Aws Apigateway for Fun and Profit
At we’re currently in the process of reconfiguring our monitoring, logging and alerting setup.
Obviously this is something near and dear to my heart. At my previous employer we did everything in house due to various constraints. I’ve got a rich set of experiences in this space so my first inclination was to build not buy. However, due to OTHER constraints, building was not a practical solution at present.
After much research and evaluation, we finally settled on the following stack:
- Loggly
- SignalFx
- OpsGenie
I’m not going into reasons for switching in this post or details about WHY these providers were chosen. This is to discuss a specific AWS service and how it can really change the nature of ChatOps and more.
Integration
Our monitoring and metrics provider, SignalFx, is still building out its integrations. They have a rich set already and are iterating very quickly but coupled with the migration to OpsGenie, we needed to work out a solution for wiring the two together. Using the power of google, I came across a great post from R.I. Pienaar about leveraging Lambda and the AWS API Gateway products.
In his post, he didn’t really go over the API Gateway configuration so I figured I would document what I “figured out” for others.
The flow
The above post covers most of it but the general idea is:
- SignalFx Alerting webhook fires
- AWS API Gateway gets webhook and fires off a Lambda task
- Lambda task translates webhook into OpsGenie create alert api call
- OpsGenie wakes you from a dead sleep
Now you might wonder why go through all this hassle? OpsGenie can create email integrations and SignalFx can send alerts to email address.
It’s about context.
When email alerts come in to OpsGenie, they’re just “pings”: {% blockquote %} Hey this thing sent us an email and here’s the subject. Log in to the website to see the body {% endblockquote %}
Frankly there’s not much else they can do. SignalFx will also send another email when an alert auto-clears but to OpsGenie, that’s another “ping”. It’s unrelated to the previous email.
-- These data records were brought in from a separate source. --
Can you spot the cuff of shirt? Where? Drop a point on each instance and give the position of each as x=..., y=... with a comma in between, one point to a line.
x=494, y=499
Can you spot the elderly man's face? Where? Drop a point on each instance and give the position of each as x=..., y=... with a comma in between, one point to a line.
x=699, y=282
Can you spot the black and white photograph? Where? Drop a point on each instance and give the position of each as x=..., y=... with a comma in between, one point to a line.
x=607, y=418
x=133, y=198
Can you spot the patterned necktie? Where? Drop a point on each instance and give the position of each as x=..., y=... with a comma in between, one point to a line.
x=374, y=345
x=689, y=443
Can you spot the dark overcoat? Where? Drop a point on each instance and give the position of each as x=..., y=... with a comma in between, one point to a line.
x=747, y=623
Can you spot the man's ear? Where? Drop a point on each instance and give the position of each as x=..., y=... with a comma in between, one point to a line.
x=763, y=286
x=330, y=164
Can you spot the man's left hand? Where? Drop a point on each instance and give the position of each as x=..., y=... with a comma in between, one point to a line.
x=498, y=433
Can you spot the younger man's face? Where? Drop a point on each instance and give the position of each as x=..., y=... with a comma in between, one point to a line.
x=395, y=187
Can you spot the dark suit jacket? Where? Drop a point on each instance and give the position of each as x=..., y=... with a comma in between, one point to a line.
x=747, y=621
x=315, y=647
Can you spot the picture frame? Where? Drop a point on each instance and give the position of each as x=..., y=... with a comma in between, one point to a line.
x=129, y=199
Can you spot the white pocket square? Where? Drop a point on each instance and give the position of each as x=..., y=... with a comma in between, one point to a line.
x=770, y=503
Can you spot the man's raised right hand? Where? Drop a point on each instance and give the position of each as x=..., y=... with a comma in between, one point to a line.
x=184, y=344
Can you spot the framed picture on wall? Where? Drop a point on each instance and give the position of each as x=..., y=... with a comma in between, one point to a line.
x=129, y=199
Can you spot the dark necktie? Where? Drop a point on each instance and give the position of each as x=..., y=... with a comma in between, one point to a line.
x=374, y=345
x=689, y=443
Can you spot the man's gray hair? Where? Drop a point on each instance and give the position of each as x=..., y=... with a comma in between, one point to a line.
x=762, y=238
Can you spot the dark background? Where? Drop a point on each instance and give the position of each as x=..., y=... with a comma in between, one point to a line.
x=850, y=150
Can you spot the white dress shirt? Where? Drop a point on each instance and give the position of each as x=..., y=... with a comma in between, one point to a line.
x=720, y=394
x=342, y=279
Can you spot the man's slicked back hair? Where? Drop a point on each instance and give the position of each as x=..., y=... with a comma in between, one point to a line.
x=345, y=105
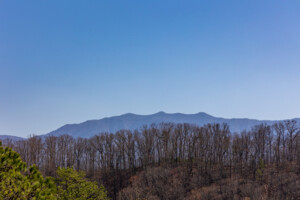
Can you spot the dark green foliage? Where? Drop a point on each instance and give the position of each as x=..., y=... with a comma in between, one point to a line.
x=19, y=182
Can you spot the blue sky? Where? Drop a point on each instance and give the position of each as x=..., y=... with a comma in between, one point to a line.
x=70, y=61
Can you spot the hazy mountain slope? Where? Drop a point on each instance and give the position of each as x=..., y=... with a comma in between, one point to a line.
x=10, y=137
x=133, y=121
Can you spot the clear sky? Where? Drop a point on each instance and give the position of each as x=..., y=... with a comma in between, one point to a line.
x=70, y=61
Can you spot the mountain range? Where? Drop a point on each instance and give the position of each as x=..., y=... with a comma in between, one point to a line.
x=133, y=121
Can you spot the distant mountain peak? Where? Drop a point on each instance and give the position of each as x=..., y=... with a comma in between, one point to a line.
x=131, y=121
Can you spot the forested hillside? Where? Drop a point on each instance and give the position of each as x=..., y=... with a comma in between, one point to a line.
x=178, y=161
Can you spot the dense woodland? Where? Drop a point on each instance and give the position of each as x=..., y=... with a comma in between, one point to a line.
x=178, y=161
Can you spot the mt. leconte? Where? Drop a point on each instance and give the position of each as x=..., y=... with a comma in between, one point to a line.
x=133, y=121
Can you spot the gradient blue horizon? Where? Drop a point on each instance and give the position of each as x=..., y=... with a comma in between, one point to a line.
x=69, y=61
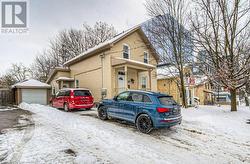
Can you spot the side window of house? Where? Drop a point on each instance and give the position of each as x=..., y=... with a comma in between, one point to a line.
x=146, y=57
x=67, y=93
x=126, y=52
x=143, y=82
x=77, y=83
x=123, y=96
x=61, y=93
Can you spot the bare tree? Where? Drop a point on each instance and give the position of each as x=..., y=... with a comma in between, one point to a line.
x=168, y=34
x=221, y=28
x=17, y=73
x=42, y=66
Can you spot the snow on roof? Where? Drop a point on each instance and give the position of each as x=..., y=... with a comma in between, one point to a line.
x=135, y=62
x=115, y=38
x=166, y=72
x=65, y=79
x=31, y=83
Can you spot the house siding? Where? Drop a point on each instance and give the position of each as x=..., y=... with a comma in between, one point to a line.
x=89, y=71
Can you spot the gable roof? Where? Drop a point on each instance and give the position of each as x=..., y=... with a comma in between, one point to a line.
x=31, y=83
x=109, y=43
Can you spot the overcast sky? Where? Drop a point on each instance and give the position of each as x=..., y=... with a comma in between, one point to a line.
x=47, y=17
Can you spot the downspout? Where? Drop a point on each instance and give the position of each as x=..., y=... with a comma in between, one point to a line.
x=102, y=56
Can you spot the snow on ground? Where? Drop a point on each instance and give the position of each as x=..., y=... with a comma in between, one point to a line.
x=4, y=108
x=207, y=135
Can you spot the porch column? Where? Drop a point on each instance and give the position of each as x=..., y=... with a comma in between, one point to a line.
x=126, y=77
x=150, y=80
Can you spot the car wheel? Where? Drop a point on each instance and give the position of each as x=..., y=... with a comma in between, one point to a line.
x=144, y=123
x=102, y=113
x=66, y=107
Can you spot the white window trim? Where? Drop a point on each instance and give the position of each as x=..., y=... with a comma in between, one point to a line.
x=147, y=56
x=128, y=50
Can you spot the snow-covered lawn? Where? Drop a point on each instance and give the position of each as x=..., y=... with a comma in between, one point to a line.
x=207, y=135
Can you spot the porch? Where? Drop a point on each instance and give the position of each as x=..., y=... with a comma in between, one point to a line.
x=131, y=75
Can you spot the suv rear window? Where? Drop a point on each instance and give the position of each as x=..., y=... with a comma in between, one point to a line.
x=167, y=100
x=82, y=93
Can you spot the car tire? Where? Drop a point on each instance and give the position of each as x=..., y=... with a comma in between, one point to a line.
x=102, y=113
x=66, y=107
x=144, y=123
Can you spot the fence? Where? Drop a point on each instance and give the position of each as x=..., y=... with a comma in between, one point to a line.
x=6, y=97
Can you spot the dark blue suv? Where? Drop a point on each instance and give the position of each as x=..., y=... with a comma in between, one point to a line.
x=147, y=110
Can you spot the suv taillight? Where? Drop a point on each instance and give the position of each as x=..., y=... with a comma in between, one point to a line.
x=163, y=110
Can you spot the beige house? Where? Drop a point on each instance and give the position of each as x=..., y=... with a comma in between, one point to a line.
x=127, y=61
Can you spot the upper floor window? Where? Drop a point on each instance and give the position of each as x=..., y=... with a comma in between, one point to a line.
x=146, y=57
x=126, y=52
x=77, y=83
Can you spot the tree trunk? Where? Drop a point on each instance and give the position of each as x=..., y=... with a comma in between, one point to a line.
x=183, y=91
x=246, y=99
x=233, y=100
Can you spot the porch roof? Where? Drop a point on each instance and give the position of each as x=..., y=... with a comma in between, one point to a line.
x=65, y=79
x=121, y=61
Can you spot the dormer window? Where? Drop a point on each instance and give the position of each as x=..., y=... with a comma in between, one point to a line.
x=126, y=52
x=146, y=57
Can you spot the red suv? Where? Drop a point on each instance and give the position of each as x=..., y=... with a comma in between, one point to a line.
x=73, y=99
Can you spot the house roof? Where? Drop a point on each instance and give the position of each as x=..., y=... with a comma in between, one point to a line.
x=55, y=70
x=165, y=72
x=109, y=43
x=65, y=79
x=31, y=83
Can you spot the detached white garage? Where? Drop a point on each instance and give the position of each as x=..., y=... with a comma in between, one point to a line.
x=32, y=91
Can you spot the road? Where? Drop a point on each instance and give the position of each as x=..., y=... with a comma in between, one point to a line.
x=80, y=137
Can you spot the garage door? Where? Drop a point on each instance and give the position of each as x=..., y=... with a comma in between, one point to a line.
x=35, y=96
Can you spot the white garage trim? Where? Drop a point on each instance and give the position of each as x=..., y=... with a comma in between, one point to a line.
x=34, y=96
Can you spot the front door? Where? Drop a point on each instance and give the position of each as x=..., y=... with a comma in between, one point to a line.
x=121, y=81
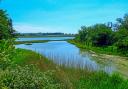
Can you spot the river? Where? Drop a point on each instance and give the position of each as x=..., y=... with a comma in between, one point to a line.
x=66, y=54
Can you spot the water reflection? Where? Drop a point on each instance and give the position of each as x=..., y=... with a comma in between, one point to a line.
x=65, y=54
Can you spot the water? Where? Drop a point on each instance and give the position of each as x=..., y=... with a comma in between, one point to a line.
x=44, y=38
x=66, y=54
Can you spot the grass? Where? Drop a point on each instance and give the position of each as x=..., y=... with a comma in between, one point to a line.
x=71, y=78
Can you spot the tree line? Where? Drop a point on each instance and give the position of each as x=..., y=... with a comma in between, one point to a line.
x=102, y=35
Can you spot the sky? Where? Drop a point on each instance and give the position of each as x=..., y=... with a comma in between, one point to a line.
x=33, y=16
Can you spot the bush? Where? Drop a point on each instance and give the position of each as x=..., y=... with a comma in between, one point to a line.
x=28, y=77
x=122, y=45
x=7, y=52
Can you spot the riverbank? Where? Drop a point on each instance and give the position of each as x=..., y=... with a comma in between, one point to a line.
x=69, y=77
x=110, y=50
x=104, y=55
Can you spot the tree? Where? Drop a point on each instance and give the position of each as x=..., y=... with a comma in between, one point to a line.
x=6, y=28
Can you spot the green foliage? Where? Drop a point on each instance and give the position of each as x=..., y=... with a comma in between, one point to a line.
x=29, y=77
x=98, y=35
x=122, y=45
x=102, y=36
x=6, y=29
x=7, y=53
x=102, y=81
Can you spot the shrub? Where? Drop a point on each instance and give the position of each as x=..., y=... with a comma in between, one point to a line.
x=7, y=52
x=29, y=77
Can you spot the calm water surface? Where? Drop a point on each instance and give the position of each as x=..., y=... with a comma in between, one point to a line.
x=44, y=38
x=66, y=54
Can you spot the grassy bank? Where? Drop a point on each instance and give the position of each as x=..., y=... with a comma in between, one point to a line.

As you can see above this could get painful and I already have issues with “alert fatigue”.
Additional, even if you DID log into the OpsGenie website to look at the details, there’s really not much there:
Yeah that’s helpful…
So we need to accomplish two things:
- Correlate alerts and auto-closes from SignalFx
- Get some damn context into the alert so we can act intelligently on it
The end result, gives us this:
and that’s MUCH more useful.
How we did it
AWS API Gateway is a PRETTY intimidating thing. There’s lots of very specific terminology and frankly I found the docs not so useful. The general idea is this:
- Create an api
- Create a “resource” this is just a route that the api gateway responds to i.e.
/signalfx_to_loggly
viaPOST
- Create a “model”: This is a json schema that describes what the incoming
POST
body looks like and its content type - Create an “integration request”: What do you do when you get it? In this case call a Lambda task
There are also concepts like “stages” which frankly were a bit useless in my case. In the end, after you get all of this wired up, you’ll be given a url that looks something like this:
https://<random id>.execute-api.<region>.amazonaws.com/<stage name>/<resource name>
and that’s your webhook url.
Models
In the case of SignalFx, a webhook post looks like this:
{
"incidentId":"XXXXXXX",
"detectorUrl":"https://app.signalfx.com/#/detector/XXXXXXX/edit",
"status":"too high",
"rule":"500 errors over 10",
"severity":"Major",
"eventType":"_SF_PLOT_KEY_XXXXXXX_3_17",
"currentValue":"2",
"sources":"chef-external-elb",
"detector":"ELB 5xx Detector"
}
which translates to the following model:
{
"$schema": "http://json-schema.org/draft-04/schema#",
"title": "signalfx-webhook-model",
"type": "object",
"properties": {
"incidentId": {"type":"string"},
"detectorUrl":{"type":"string"},
"status":{"type":"string"},
"rule":{"type":"string"},
"severity":{"type":"string"},
"eventType":{"type":"string"},
"currentValue":{"type":"string"},
"sources":{"type":"string"},
"detector":{"type":"string"}
}
}
The lambda function
I’m still cleaning up the banged out code for the Lambda function to post on github however here’s the relevant bits from the opsgenie.js
file I added to R.I.’s code:
sfxNotification: function(event, config) {
var result = {
apiKey: config.api_key,
alias: event.incidentId,
note: event.detectorUrl,
message: "Alert: "+event.rule+" ("+event.detector+")",
description = "Current value
details: event,
Tags = ["`ok`", "`too high`", "`too low`", "`anomalous`"